Ahora que pasó el tiempo y que ya no están entre nosotros tres de los integrantes de la mesa dominguera, Bolívar Echeverría, mi compañero de vida, Carlos Monsiváis, el inigualable Carlos y, ahora nos falta Chema, nuestro insustituible homenajeado, me doy cuenta de que aquello que me parecía normal por cotidiano era algo del orden de lo extraordinario. Con qué gusto esperábamos esos domingos que ahora se superponen en mi memoria y que no logro asir para rendir cuenta de ellos. Se empalman uno con otro y se diluyen en carcajadas que explotan al unísono, en gestos corporales que se escurren en la memoria y que regresan de golpe cuando no los evoco, en miradas cómplices, en ruidos de platos y copas y en José María Pérez Gay quien recorre el largo pasillo que va del comedor a la biblioteca y de regreso con un volumen del que lee algo que ilustra o completa una u otra conversación. Todos miramos el volumen con azoro, como si fuera un acto de magia el que lo hizo aparecer ante nosotros y Chema lo abre pausadamente, busca y rebusca la cita precisa que después lee con esa voz llena de matices que acarician cada palabra, con una lectura perfecta en voz alta que da con el tono exacto y, de manera natural, nos hace partícipes del texto. Es como si su voz iluminara su rostro de hombre guapo, interesante, de ojos grandes que lo eran todavía más a través de sus anteojos, con su cabello blanco plata y brillante que lo hace aparecer como transplantado de la Europa central que tanto acaparó su atención y que moldeó la sensibilidad de un tipo de intelectual en el que devino Chema.

Esos domingos fueron lo que fueron: el placer del encuentro, el vivir el momento sin pensar, sin siquiera imaginar que era algo único e irrepetible y que los íbamos a echar de menos porque con ellos se iría toda una forma única de ser, de cultivar el intelecto y de cultivar la inteligencia y el ingenio en el arte de la conversación. Quisiera ilustrar lo que les cuento pero la memoria me lo impide, se rebela ante lo que seguramente percibe como una profanación de la intimidad.
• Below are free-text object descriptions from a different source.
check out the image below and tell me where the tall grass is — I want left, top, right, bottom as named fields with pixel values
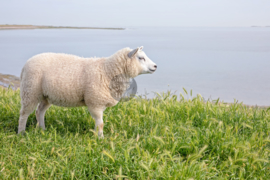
left=0, top=87, right=270, bottom=179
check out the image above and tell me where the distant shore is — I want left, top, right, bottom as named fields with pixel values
left=0, top=24, right=125, bottom=30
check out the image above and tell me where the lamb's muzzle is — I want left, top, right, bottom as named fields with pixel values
left=18, top=46, right=157, bottom=138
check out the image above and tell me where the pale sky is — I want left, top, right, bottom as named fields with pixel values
left=0, top=0, right=270, bottom=27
Baste dar constancia de que a lo largo de varios años cumplimos puntualmente con la cita Marta, Elena, Rolando, Jenaro, Jesús, Bolívar y yo, quienes al pasar el umbral de la casa de Chema y Lilia, sabíamos que el tiempo real se ponía entre paréntesis para dar lugar a otro tiempo, al infinito, laberíntico, rico en posibilidades y habitado por la peculiar erudición de cada uno que reverberaba y se potenciaba en la del otro.

El tiempo, cuya sustancia es ahora la del dolor, me hace pensar que seguramente, desde donde estén, se habrán dado cita Monsi, Bolívar y tú, José María, en este domingo, para mirarnos de lejos, no sin burlas y bromas de por medio, escuchándonos hablar como siempre, haciendo patente el que nos jugaron una mala pasada al adelantarse y dejarnos, con su partida temprana, huérfanos de una insustituible presencia.